Zyxel has issued a security advisory warning that it has no intention to address several actively exploited vulnerabilities in its CPE (Customer Premises Equipment) Series devices reported last month.
According to network scanning engines such as FOFA and Censys, over 1,500 Zyxel CPE Series devices remain exposed to the internet.
The flaws could allow attackers to gain unauthorized access to networks by exploiting two major vulnerabilities. The vulnerabilities affect several end-of-life (EoL) models that Zyxel stopped supporting years ago.
CVE-2024-40891 – The vulnerability stems from improper validation of Telnet commands in the libcms_cli.so library. Authenticated users can exploit this flaw by passing unchecked commands (e.g., ifconfig, ping, tftp) to a shell execution function, which can lead to arbitrary code execution using shell metacharacters. This allows attackers to execute malicious code on the affected devices.
CVE-2025-0890 – A second vulnerability involves the use of weak default credentials (admin:1234, zyuser:1234, supervisor:zyad1234) on the impacted devices. Many users fail to change these default login details, leaving their devices exposed to attack. Notably, the supervisor account has hidden privileges, providing attackers with full system access. Additionally, the zyuser account can be leveraged in conjunction with CVE-2024-40891 to execute remote code.

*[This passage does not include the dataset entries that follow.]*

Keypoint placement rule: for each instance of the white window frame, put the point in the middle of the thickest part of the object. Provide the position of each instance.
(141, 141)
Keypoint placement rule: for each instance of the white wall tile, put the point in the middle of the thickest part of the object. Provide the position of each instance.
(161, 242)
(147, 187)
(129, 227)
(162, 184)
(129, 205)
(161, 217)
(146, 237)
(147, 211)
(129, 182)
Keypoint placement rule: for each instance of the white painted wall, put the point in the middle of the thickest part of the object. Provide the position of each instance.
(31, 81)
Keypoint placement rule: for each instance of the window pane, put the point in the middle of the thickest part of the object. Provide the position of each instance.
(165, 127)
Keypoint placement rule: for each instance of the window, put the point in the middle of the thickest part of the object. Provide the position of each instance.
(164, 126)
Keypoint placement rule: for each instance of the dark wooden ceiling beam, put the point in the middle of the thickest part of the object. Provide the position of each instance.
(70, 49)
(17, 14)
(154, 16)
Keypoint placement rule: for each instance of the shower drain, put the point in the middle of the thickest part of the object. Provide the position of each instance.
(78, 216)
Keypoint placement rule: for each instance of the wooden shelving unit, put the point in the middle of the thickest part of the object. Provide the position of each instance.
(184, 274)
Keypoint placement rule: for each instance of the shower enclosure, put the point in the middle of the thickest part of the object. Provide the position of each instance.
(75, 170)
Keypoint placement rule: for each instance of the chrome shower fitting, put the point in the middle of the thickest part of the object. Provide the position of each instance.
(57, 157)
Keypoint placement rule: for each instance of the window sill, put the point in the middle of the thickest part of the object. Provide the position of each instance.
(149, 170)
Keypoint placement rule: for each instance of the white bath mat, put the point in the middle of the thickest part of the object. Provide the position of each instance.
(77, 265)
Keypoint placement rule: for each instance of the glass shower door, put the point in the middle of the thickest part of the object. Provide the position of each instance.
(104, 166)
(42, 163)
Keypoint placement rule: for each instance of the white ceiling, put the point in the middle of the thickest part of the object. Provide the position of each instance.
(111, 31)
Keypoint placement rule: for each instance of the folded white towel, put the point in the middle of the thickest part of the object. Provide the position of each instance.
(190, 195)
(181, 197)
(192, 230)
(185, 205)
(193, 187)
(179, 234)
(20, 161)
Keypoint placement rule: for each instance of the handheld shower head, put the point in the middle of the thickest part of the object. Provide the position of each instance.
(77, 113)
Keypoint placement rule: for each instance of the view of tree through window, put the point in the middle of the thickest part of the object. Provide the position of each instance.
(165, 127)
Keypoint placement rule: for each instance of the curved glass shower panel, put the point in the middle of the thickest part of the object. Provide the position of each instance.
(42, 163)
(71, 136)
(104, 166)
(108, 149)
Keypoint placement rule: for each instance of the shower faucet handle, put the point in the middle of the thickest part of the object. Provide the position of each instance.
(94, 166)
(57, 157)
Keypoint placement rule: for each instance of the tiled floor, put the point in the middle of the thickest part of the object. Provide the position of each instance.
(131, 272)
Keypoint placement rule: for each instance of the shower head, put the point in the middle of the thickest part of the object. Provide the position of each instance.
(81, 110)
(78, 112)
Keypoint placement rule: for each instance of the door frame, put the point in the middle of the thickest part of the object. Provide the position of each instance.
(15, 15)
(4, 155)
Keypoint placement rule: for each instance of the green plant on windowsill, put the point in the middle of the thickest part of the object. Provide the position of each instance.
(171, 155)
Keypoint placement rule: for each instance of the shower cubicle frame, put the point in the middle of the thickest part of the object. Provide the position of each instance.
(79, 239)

In addition to the two above flaws, the advisory mentions a third vulnerability tracked as CVE-2024-40890, a post-authentication command injection issue similar to CVE-2024-40891.
Zyxel confirmed that the affected devices, including models such as VMG1312-B10A, VMG3312-B10A, VMG3926-B10B, and SBG3300, are all legacy products that have long since reached their end-of-life (EoL).
“We have confirmed that the affected models reported by VulnCheck, VMG1312-B10A, VMG1312-B10B, VMG1312-B10E, VMG3312-B10A, VMG3313-B10A, VMG3926-B10B, VMG4325-B10A, VMG4380-B10A, VMG8324-B10A, VMG8924-B10A, SBG3300, and SBG3500, are legacy products that have reached end-of-life (EOL) for years,” the vendor said. “Therefore, we strongly recommend that users replace them with newer-generation products for optimal protection.”
Separately, the US Cybersecurity and Infrastructure Security Agency (CISA) has added four security flaws to its Known Exploited Vulnerabilities (KEV) catalog: CVE-2024-45195 (Apache OFBiz Forced Browsing Vulnerability), CVE-2024-29059 (Microsoft .NET Framework Information Disclosure Vulnerability), CVE-2018-9276 (Paessler PRTG Network Monitor OS Command Injection Vulnerability), CVE-2018-19410 (Paessler PRTG Network Monitor Local File Inclusion Vulnerability).